Here is a visual representation of the platform, which will be deployed as a web application in the next phase. The workflow begins with users selecting their area of interest. The portal then provides key site information, while AI-driven analysis recommends the optimal composition and proportion of Nature-Based Solutions (NBS). Users can either fine-tune the parameters to explore different scenarios or apply the suggested values to assess the projected impact effectively

This picture below displays the results after users select NBS interventions at the neighborhood level. It presents land use proportions and a visualization of NBS implementation in the study area. At this scale, the toolbox demonstrates a significant reduction in flood risk.

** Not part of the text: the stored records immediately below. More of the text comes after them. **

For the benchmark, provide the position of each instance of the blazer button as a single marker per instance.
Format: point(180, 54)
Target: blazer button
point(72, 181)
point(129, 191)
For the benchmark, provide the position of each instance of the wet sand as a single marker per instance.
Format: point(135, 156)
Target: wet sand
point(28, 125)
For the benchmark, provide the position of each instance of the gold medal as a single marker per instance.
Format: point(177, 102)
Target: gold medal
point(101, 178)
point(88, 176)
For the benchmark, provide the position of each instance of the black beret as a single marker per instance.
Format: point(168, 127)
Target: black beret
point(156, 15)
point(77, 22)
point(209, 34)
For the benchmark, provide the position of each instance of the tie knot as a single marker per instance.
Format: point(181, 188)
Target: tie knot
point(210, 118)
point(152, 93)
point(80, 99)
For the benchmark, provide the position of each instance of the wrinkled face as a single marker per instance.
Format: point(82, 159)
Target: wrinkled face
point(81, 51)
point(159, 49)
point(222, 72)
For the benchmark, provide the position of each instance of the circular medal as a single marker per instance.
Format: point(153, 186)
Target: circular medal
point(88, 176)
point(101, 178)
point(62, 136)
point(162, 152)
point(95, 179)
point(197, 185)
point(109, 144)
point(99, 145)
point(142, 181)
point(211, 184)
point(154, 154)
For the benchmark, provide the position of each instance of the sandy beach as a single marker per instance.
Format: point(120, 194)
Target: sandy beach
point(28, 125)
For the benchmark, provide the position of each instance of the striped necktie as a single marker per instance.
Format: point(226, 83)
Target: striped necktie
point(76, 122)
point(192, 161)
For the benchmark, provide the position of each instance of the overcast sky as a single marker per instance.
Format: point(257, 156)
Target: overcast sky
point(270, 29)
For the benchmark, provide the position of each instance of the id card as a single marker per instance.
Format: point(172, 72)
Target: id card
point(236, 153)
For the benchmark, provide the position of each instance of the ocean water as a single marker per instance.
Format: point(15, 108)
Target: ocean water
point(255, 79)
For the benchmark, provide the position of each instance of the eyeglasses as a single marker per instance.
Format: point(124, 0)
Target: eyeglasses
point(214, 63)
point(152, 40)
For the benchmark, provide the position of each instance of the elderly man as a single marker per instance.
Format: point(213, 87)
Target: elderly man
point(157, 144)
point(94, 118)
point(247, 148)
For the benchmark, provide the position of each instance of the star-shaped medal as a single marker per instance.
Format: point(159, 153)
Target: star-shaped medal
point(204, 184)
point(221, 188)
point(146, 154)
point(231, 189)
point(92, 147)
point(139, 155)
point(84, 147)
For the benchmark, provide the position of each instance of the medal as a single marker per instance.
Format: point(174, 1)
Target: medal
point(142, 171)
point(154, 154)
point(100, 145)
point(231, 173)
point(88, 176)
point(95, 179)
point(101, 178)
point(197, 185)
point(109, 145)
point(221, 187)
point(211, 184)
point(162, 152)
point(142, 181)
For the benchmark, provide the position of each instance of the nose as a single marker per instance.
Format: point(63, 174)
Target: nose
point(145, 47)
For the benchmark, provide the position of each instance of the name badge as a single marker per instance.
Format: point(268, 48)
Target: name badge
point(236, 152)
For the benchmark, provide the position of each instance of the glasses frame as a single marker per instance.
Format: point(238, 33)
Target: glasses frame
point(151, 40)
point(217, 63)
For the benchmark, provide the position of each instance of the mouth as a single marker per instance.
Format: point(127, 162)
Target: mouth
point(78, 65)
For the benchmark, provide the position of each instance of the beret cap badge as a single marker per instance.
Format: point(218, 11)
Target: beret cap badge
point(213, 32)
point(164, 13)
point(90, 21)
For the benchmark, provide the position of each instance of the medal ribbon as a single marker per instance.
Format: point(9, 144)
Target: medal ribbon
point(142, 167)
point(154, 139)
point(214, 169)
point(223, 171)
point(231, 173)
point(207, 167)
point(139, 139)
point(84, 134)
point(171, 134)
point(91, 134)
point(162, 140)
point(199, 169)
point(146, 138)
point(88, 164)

For example, in one area, the BAF score increased from 0.517 to 0.756, reflecting a substantial improvement in flood resilience.”

“When applied to Bangkok, the Flood Resilience Toolbox showed significant reductions in flood risk.

  • UGF scores improved from 0.591 to 0.822 in pilot neighborhoods.
  • The population exposed to extreme flood risk dropped from 3.78M to 3.65M.
  • Runoff reduction and water retention metrics showed measurable improvement.

“These results demonstrate that NBS interventions are scalable, effective, and essential for future flood resilience strategie

Finally, users can assess the overall impact of the interventions, including NBS distribution, the most implemented NBS types, and their effects on flood mitigation and ecological enhancement.

From Research to Real-World Impact

The next phase involves deploying the Flood Resilience Toolbox as a web-based application, where users can:
🔹 Select an area of interest.
🔹 Receive AI-driven NBS recommendations.
🔹 Adjust parameters to explore different flood mitigation strategies.
🔹 Visualize projected impacts on flood risk, water retention, and ecosystem health.

Conclusion: Building a Flood-Resilient Future

The Flood Resilience Toolbox represents a data-driven shift in urban planning, offering a powerful tool to combat climate-driven flood risks. By integrating AI and NBS, cities like Bangkok—and beyond—can develop adaptive, sustainable strategies for long-term resilience.

With the right interventions, we can transform our urban environments into flood-resilient, livable cities.